About The Northern Indian Ocean Killer Whale Alliance

Very little is known about the killer whales  that inhabit the tropical waters of the Northern Indian Ocean.
Due to their typically offshore nature and infrequent sightings, very little is known about their ecology, movements, population structure and more…this makes them some of the most mysterious cetaceans in the world.
 
The Northern Indian Ocean Killer Whale Alliance was founded as part of a collaborative project between Orca Project Sri Lanka, a Citizen Science study of killer whales seen off Sri Lanka, and Wildlife Conservation Society biologist Tim Collins, with the hopes of shedding some light on the lives of these mysterious whales.
In addition to coordinating a Photo ID catalogue for the region and developing a general repository of sightings, the alliance was set up with the objective of increasing the number of “eyes and ears” available in the area for killer whale sightings.
Members include researchers, research groups, NGOs, whale watchers, game fishers, divers, marine enthusiasts and more.

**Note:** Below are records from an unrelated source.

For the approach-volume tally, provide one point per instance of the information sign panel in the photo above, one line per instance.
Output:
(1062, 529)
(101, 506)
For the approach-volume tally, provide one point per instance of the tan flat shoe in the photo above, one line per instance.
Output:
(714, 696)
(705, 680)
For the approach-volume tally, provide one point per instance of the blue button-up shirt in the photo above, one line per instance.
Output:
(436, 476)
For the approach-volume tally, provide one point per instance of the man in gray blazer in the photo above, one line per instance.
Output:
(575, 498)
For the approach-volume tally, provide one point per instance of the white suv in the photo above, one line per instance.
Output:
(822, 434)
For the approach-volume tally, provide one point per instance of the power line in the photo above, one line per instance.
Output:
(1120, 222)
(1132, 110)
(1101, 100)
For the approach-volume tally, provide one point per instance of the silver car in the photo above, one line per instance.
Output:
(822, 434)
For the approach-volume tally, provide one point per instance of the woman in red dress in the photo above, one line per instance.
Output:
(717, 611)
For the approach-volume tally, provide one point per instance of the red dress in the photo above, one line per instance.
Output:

The catalogue hosts a substantial number of images from several countries across the region, which have revealed interesting localized matches.
 
Together we learn more...
Although sightings are sparse they can be far more informative when they are shared and compared. An online catalogue can be found at this website under the 'ID Catalogue' tab, in addition there is also PDF version available for download. All images contributed will be fully credited to their photographer(s), observers and/or study.
While only in the early stages, a wide network of individuals and organizations, has offered support and we hope that in time this project may reveal some of the secrets of whales in this region. This includes insights into their site fidelity, diet, movements between countries, population sizes and maybe even ecotypes.